AdOM Advanced Optical Technologies and Sheba Medical Center in Tel Hashomer announced the launching of a joint study into the detection of the virus by the measurement of the tear film.
The study seeks to determine whether the Tear Film Imager (TFI) device can “effectively diagnose and determine COVID-19 in a fast, affordable, non-invasive assessment of the eye’s tear film,” they announced on Thursday afternoon.
“The world urgently needs new diagnostic tools to help assess and diagnose aggressive viruses in a non-invasive manner and with speed and efficiency,” said AdOM CTO Raanan Gefen. “Different SARS variants, as well as aggressive flu variants, are threatening the world population. If proven to have a high correlation to the PCR, this could be a game-changer. The TFI device could then be used as a point of diagnostic care in many venues such as airports, sporting arenas and businesses that want to have a simple, non-invasive test to determine the status of entering crowds.”

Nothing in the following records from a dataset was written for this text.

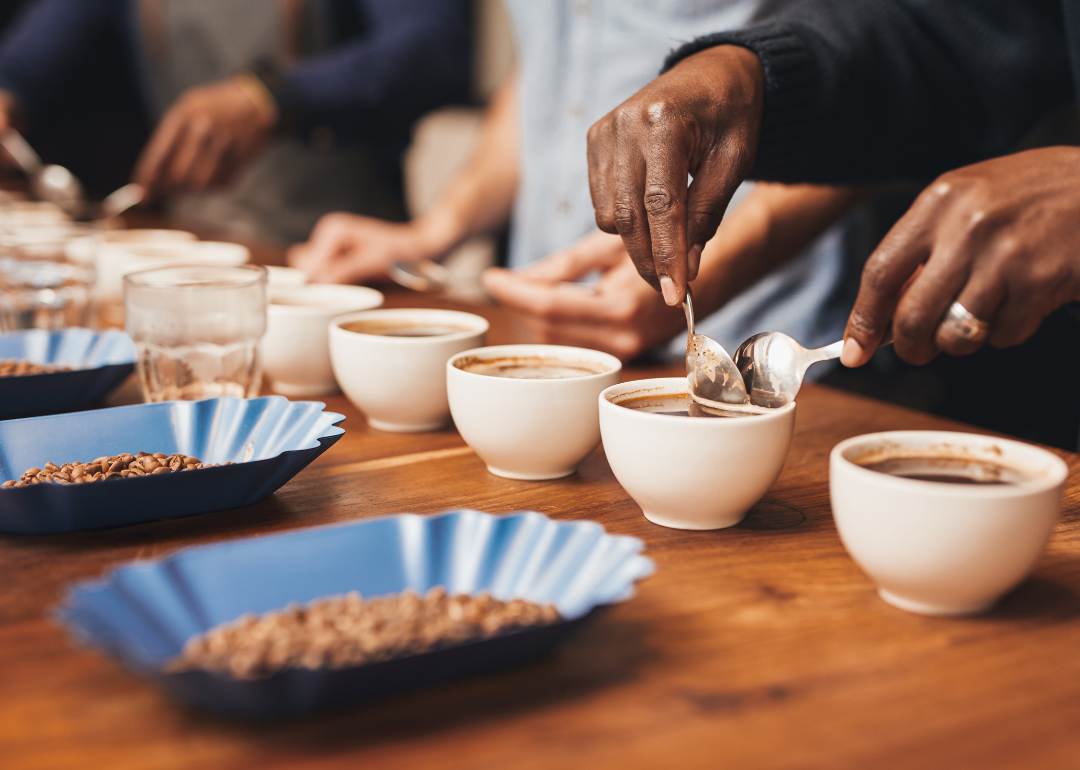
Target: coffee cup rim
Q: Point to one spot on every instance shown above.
(1054, 472)
(365, 297)
(537, 350)
(477, 324)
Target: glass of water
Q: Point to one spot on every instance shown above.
(46, 275)
(197, 329)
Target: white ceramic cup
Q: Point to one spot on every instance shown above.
(400, 382)
(296, 350)
(529, 429)
(944, 549)
(691, 473)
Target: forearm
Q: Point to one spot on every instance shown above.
(770, 227)
(478, 200)
(885, 90)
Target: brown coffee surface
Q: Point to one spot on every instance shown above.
(674, 406)
(402, 328)
(946, 470)
(531, 368)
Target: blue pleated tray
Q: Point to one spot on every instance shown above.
(143, 612)
(270, 440)
(99, 362)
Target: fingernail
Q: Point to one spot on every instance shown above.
(693, 259)
(667, 288)
(852, 354)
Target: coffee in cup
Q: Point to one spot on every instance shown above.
(531, 367)
(529, 410)
(403, 328)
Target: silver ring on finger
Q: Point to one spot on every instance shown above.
(966, 324)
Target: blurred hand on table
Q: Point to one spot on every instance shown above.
(998, 237)
(623, 315)
(353, 248)
(208, 135)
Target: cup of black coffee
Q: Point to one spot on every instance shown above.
(944, 523)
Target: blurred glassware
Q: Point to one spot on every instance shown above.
(197, 329)
(43, 282)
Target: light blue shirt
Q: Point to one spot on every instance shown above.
(578, 59)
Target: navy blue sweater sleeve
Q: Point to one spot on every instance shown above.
(49, 39)
(888, 90)
(413, 56)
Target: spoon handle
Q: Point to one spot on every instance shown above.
(833, 351)
(688, 309)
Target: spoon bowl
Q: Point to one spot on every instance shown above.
(711, 374)
(771, 366)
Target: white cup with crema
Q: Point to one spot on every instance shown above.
(391, 363)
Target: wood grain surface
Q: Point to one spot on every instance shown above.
(758, 646)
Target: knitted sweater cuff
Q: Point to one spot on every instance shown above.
(792, 91)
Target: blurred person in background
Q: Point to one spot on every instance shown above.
(769, 267)
(266, 115)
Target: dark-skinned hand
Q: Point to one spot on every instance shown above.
(999, 237)
(206, 137)
(701, 119)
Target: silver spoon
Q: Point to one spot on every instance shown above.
(772, 366)
(712, 375)
(48, 181)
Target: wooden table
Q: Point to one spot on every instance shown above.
(757, 646)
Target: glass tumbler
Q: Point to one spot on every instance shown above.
(46, 275)
(197, 329)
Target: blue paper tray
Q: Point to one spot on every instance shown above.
(143, 612)
(275, 436)
(100, 361)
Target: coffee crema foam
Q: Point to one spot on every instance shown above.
(944, 469)
(531, 368)
(675, 405)
(403, 328)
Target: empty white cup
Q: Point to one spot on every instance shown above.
(690, 472)
(400, 382)
(296, 350)
(944, 549)
(529, 429)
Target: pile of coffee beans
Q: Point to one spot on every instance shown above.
(105, 468)
(18, 367)
(346, 631)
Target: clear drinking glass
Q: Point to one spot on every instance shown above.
(46, 275)
(197, 329)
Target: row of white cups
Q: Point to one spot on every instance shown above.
(931, 548)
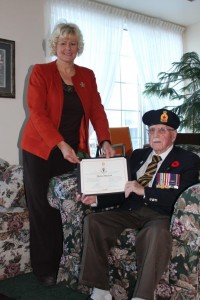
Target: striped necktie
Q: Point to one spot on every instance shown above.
(150, 171)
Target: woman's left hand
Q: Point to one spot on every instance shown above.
(108, 151)
(88, 200)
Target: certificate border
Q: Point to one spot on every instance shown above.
(81, 170)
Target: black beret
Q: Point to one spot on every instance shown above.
(161, 116)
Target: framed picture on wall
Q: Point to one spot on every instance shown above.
(7, 68)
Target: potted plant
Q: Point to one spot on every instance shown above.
(182, 82)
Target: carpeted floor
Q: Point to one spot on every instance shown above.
(26, 287)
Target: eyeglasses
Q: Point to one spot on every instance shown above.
(162, 130)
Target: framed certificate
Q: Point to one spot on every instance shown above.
(102, 175)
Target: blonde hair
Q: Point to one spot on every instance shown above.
(62, 30)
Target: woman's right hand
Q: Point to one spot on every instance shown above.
(68, 152)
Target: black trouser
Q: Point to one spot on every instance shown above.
(153, 247)
(46, 235)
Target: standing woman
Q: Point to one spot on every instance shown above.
(62, 99)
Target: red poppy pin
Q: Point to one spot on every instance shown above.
(175, 164)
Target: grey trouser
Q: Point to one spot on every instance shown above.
(153, 247)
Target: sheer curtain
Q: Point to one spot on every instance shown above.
(156, 44)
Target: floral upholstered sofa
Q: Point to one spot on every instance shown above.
(14, 222)
(181, 279)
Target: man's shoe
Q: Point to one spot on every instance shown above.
(47, 280)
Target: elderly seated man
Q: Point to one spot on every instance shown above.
(159, 174)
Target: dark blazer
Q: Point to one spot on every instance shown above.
(158, 199)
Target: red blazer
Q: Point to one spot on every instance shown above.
(45, 102)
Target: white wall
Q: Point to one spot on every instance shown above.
(23, 22)
(191, 39)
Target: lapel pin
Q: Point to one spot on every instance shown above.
(82, 84)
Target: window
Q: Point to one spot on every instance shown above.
(124, 109)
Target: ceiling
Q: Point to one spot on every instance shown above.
(182, 12)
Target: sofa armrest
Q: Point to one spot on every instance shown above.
(185, 229)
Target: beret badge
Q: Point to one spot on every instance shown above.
(164, 117)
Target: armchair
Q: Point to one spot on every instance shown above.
(181, 279)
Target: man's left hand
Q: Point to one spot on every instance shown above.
(133, 187)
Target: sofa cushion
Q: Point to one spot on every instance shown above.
(3, 166)
(12, 187)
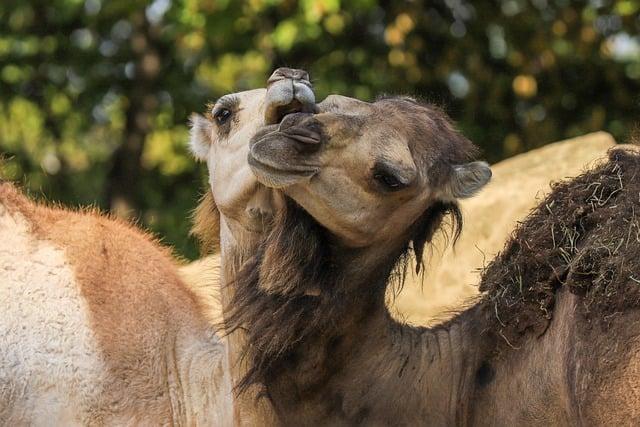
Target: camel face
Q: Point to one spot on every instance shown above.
(367, 171)
(221, 138)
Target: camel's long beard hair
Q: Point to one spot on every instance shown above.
(284, 294)
(294, 288)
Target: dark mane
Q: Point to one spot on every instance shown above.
(292, 289)
(584, 236)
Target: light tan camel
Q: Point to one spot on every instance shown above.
(236, 208)
(367, 187)
(453, 273)
(97, 326)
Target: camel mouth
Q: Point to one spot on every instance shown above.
(278, 176)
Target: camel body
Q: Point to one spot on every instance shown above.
(553, 340)
(97, 328)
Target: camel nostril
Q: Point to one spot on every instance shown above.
(288, 91)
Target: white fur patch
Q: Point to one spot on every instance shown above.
(200, 137)
(50, 371)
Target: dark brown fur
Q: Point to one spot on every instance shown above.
(586, 236)
(292, 289)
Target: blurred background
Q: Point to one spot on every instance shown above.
(95, 94)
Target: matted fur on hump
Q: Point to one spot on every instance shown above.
(584, 236)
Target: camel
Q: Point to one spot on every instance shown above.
(97, 326)
(453, 273)
(366, 188)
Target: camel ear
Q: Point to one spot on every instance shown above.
(200, 137)
(466, 180)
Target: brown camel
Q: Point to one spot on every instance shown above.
(97, 327)
(367, 187)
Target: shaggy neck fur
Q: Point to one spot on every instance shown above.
(321, 342)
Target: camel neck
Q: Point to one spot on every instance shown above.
(235, 249)
(369, 369)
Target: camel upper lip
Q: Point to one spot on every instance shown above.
(273, 168)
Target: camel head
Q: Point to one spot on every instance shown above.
(370, 172)
(236, 202)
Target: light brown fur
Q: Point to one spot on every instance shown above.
(155, 343)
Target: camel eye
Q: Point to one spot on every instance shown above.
(388, 181)
(222, 115)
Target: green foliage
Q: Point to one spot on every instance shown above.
(95, 94)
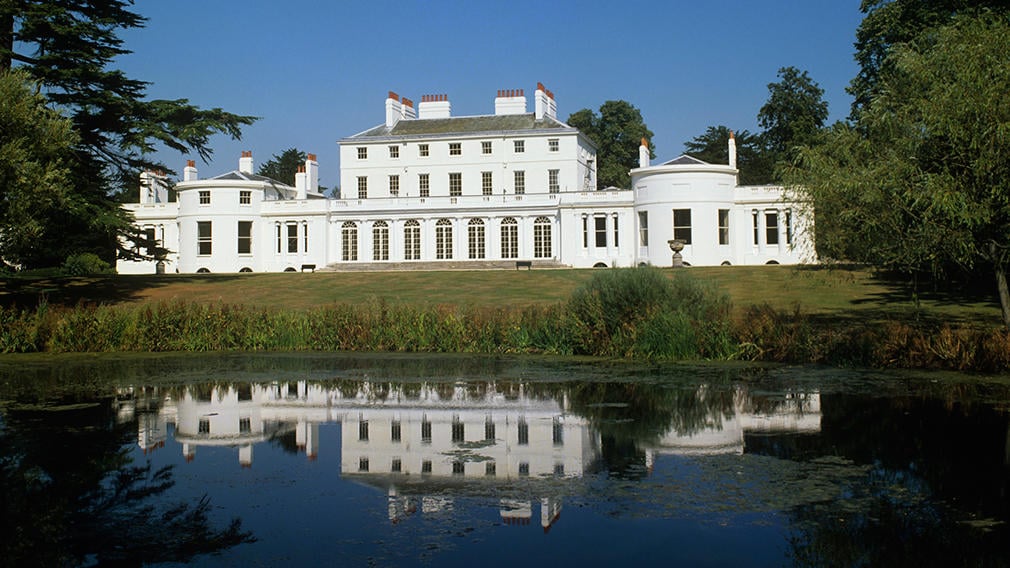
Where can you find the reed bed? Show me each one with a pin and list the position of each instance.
(637, 313)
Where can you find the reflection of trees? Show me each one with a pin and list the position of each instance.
(72, 495)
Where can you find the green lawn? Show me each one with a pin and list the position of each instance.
(841, 293)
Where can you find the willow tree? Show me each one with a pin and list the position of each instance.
(922, 179)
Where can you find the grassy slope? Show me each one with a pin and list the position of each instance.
(833, 293)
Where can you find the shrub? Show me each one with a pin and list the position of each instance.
(86, 264)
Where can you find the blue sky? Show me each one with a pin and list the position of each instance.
(315, 72)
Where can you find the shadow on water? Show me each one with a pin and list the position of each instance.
(72, 494)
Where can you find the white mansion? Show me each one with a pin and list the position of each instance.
(426, 187)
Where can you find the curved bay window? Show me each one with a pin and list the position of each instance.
(412, 241)
(443, 240)
(348, 242)
(475, 239)
(380, 241)
(541, 239)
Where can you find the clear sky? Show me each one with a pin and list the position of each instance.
(315, 72)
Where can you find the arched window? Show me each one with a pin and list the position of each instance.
(541, 239)
(380, 241)
(475, 239)
(348, 243)
(443, 240)
(411, 241)
(510, 239)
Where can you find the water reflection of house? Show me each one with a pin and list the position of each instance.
(724, 433)
(425, 445)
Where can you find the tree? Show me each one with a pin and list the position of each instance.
(35, 171)
(889, 23)
(617, 132)
(921, 180)
(793, 114)
(283, 167)
(751, 158)
(68, 48)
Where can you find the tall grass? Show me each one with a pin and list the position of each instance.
(638, 313)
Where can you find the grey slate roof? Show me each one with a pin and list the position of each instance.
(235, 175)
(463, 125)
(685, 160)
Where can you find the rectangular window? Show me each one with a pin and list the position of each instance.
(601, 231)
(380, 241)
(423, 184)
(203, 230)
(489, 429)
(772, 227)
(510, 239)
(682, 225)
(244, 238)
(486, 183)
(425, 430)
(412, 241)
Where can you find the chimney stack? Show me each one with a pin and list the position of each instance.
(245, 163)
(732, 150)
(190, 173)
(510, 101)
(543, 103)
(434, 106)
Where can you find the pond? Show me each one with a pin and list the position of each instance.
(261, 460)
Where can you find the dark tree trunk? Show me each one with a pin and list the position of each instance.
(1001, 287)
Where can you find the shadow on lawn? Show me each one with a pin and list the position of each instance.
(29, 292)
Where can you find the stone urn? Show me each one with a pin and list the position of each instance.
(676, 245)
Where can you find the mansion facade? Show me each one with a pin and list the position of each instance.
(427, 187)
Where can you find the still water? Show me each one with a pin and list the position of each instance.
(457, 461)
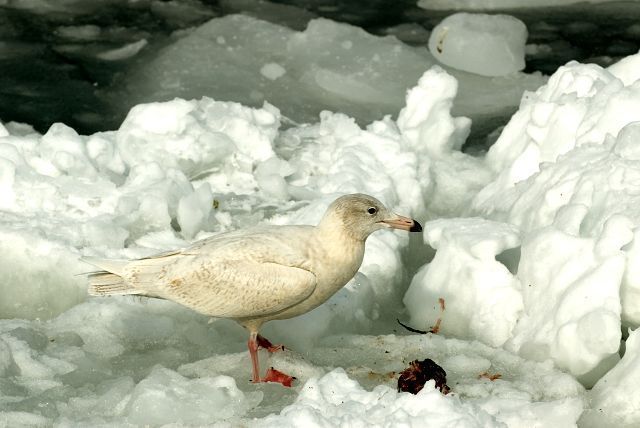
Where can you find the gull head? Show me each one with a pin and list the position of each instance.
(360, 215)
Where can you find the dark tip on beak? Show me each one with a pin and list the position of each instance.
(417, 227)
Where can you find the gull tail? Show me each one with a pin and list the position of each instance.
(108, 282)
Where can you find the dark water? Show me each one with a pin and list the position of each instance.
(47, 77)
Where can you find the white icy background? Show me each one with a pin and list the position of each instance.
(535, 254)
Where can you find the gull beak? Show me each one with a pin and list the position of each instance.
(403, 223)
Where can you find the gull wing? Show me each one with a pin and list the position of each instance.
(240, 276)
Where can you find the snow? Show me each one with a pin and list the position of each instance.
(533, 246)
(489, 45)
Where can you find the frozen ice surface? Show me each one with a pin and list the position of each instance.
(125, 52)
(328, 66)
(498, 4)
(489, 45)
(535, 254)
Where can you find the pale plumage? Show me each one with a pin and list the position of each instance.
(258, 274)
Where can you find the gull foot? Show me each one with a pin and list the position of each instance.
(263, 342)
(277, 376)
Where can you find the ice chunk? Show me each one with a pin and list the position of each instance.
(272, 71)
(571, 290)
(482, 298)
(614, 401)
(329, 66)
(447, 176)
(580, 104)
(125, 52)
(627, 69)
(490, 45)
(194, 209)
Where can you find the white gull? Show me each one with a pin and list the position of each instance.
(258, 274)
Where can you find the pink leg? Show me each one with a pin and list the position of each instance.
(263, 342)
(253, 352)
(272, 375)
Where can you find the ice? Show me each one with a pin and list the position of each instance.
(167, 397)
(490, 45)
(613, 400)
(466, 275)
(328, 66)
(533, 248)
(125, 52)
(337, 399)
(498, 4)
(272, 71)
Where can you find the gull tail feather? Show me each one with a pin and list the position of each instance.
(109, 282)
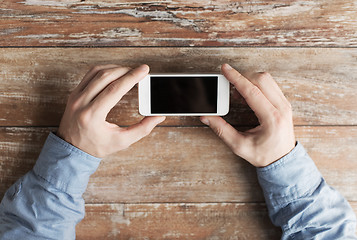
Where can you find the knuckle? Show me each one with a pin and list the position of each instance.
(112, 87)
(254, 92)
(147, 130)
(84, 118)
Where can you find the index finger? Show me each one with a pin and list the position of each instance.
(112, 93)
(252, 94)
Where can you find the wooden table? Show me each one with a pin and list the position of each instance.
(181, 182)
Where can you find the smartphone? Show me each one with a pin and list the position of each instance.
(184, 95)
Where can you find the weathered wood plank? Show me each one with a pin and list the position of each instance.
(177, 221)
(178, 23)
(35, 82)
(185, 165)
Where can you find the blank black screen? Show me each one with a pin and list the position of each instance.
(183, 94)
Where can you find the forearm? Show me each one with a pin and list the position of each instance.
(300, 201)
(47, 202)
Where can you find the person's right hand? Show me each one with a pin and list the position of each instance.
(274, 137)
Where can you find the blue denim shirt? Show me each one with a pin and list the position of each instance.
(47, 202)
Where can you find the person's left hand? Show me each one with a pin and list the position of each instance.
(84, 122)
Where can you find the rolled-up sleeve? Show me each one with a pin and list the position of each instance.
(47, 202)
(300, 201)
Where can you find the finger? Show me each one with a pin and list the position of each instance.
(89, 75)
(225, 131)
(111, 95)
(137, 131)
(102, 79)
(252, 94)
(269, 87)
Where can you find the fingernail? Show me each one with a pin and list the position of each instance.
(205, 121)
(227, 66)
(160, 120)
(144, 68)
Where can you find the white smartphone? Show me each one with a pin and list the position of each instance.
(184, 95)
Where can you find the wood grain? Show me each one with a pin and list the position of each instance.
(177, 221)
(178, 23)
(38, 81)
(187, 164)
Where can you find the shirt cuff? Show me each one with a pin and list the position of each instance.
(292, 177)
(65, 166)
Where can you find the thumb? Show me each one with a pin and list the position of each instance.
(139, 130)
(225, 131)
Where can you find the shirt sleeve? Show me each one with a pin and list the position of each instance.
(300, 201)
(47, 202)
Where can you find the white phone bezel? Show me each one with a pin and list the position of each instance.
(222, 96)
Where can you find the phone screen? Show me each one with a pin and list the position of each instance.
(180, 95)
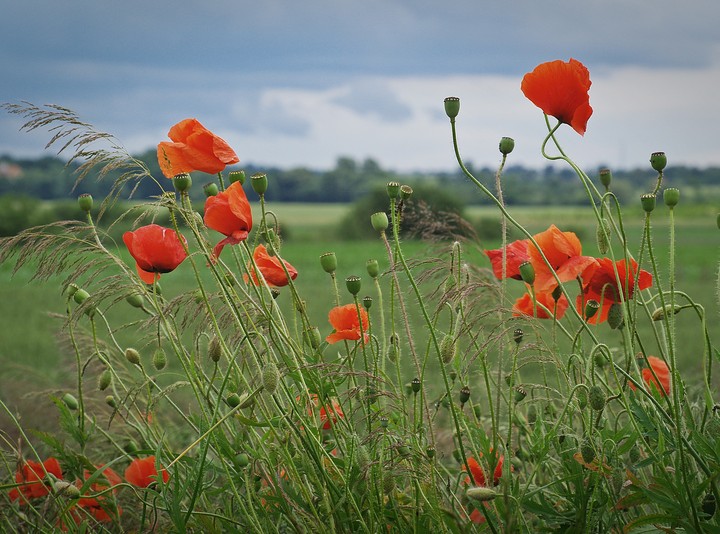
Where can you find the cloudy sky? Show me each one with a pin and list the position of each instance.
(290, 83)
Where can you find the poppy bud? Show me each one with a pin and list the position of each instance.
(328, 262)
(259, 183)
(104, 380)
(527, 272)
(210, 189)
(379, 221)
(182, 182)
(70, 401)
(415, 385)
(85, 202)
(671, 196)
(353, 284)
(597, 398)
(452, 106)
(236, 176)
(507, 144)
(605, 178)
(658, 161)
(159, 359)
(648, 202)
(464, 394)
(373, 268)
(270, 377)
(393, 190)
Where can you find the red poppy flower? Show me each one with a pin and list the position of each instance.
(603, 287)
(156, 250)
(31, 476)
(516, 253)
(564, 252)
(142, 472)
(194, 148)
(346, 322)
(661, 371)
(525, 306)
(229, 213)
(560, 89)
(270, 268)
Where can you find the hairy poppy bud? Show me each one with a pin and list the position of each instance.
(658, 161)
(182, 182)
(353, 284)
(507, 144)
(85, 202)
(379, 221)
(259, 183)
(452, 106)
(328, 261)
(605, 178)
(236, 176)
(671, 196)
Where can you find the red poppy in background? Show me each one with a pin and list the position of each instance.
(31, 476)
(193, 148)
(270, 268)
(603, 287)
(525, 306)
(516, 253)
(156, 250)
(564, 252)
(661, 371)
(560, 89)
(142, 472)
(346, 322)
(229, 213)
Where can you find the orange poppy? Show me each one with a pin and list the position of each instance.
(560, 89)
(270, 268)
(142, 472)
(229, 213)
(156, 250)
(31, 476)
(525, 306)
(603, 287)
(346, 322)
(516, 253)
(193, 148)
(563, 251)
(661, 371)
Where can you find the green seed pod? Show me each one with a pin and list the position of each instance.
(597, 398)
(270, 377)
(159, 359)
(104, 380)
(132, 355)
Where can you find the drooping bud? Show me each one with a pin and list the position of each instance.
(85, 202)
(658, 161)
(328, 261)
(507, 144)
(379, 221)
(182, 182)
(259, 183)
(452, 106)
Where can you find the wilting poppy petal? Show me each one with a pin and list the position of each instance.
(346, 323)
(194, 148)
(270, 268)
(560, 89)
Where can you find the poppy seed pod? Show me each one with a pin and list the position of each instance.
(452, 106)
(658, 161)
(85, 202)
(182, 182)
(507, 144)
(259, 183)
(328, 261)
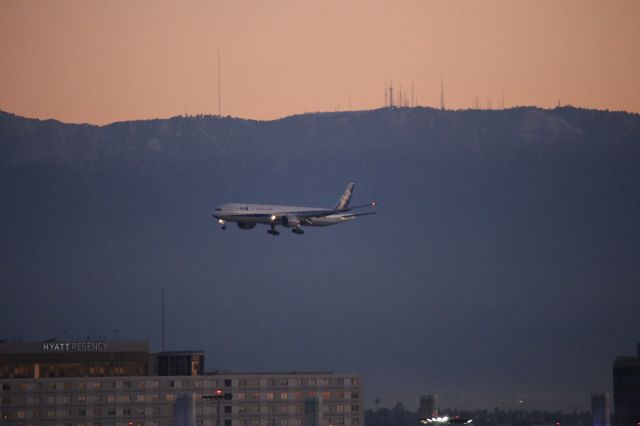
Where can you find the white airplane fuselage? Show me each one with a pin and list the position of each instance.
(264, 213)
(247, 216)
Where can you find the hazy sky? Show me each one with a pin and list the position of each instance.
(104, 61)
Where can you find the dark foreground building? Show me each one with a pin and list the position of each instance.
(120, 384)
(626, 390)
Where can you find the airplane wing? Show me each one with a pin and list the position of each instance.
(323, 213)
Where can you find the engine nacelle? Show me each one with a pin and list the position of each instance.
(246, 225)
(290, 221)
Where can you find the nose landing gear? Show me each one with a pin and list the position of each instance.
(273, 231)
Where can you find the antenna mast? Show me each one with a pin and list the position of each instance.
(219, 109)
(162, 319)
(441, 94)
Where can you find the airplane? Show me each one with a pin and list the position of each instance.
(247, 216)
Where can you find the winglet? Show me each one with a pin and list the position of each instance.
(343, 202)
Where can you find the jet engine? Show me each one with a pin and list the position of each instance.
(290, 221)
(246, 225)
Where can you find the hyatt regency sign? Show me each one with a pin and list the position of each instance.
(76, 347)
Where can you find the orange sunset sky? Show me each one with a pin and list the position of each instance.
(105, 61)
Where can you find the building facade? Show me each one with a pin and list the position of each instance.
(108, 398)
(626, 390)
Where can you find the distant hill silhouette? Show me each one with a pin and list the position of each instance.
(499, 235)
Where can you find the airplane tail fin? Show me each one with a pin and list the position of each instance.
(343, 202)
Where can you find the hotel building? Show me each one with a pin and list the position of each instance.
(122, 384)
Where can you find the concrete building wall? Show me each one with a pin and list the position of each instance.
(261, 399)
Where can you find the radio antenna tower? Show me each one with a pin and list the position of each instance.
(413, 98)
(441, 94)
(386, 102)
(219, 95)
(162, 319)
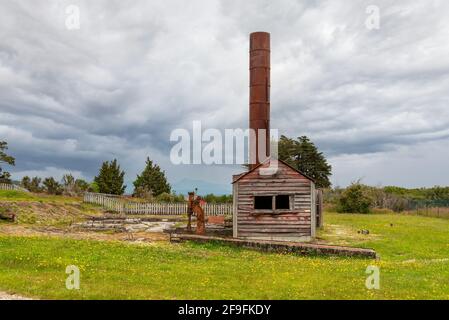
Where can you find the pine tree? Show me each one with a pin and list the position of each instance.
(152, 180)
(52, 186)
(5, 176)
(303, 155)
(110, 179)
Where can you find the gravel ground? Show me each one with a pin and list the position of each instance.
(6, 296)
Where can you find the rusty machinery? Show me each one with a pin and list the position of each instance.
(194, 207)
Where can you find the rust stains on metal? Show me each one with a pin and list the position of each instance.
(259, 93)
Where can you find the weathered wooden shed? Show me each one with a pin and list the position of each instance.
(277, 206)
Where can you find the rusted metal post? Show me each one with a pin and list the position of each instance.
(200, 217)
(259, 94)
(190, 210)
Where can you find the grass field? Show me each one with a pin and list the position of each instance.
(414, 264)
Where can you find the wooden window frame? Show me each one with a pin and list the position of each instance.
(291, 197)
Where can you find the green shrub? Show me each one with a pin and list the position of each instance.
(355, 199)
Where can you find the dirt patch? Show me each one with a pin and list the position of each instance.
(49, 213)
(343, 235)
(27, 231)
(6, 296)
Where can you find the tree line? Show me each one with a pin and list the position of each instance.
(361, 198)
(151, 183)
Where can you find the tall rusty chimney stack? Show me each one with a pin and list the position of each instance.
(259, 94)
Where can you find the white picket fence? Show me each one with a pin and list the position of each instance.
(121, 205)
(6, 186)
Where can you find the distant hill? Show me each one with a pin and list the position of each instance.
(204, 187)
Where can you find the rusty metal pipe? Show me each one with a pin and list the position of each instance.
(259, 93)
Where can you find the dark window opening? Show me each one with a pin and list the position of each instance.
(282, 202)
(263, 202)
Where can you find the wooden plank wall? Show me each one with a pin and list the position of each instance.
(293, 224)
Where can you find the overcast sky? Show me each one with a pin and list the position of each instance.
(375, 101)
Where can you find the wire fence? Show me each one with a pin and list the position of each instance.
(124, 206)
(12, 187)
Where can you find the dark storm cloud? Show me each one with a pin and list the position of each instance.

The tear film is a thin fluid layer covering the ocular surface, responsible for the eye’s surface comfort; mechanical, environmental and immune protection; and epithelial health. It also forms a smooth refractive surface for vision.
The TFI device is a non-invasive piece of medical equipment designed to simultaneously measure the mucins – proteins that hydrate the tear ducts – and the lipid sub-layers of the eye that prevent the eyes from drying out due to evaporation.
The diagnostic device works at a resolution depth of a few nanometers, and can provide clinicians with a detailed assessment of the health of the tear film sub-layers within just 40 seconds.
The device can also detect when a “virus layer” is present in the eye and can quantify it. As previously observed in a concept study at Wolfson Medical Center, it has been able to correctly identify corona in patients at the same rate as a PCR test.
The new study will expand on the concept study and observe the use of the TFI in comparison to PCR diagnostic testing on a larger scale. The study, expected to take 30 days to complete, will observe 500 patients.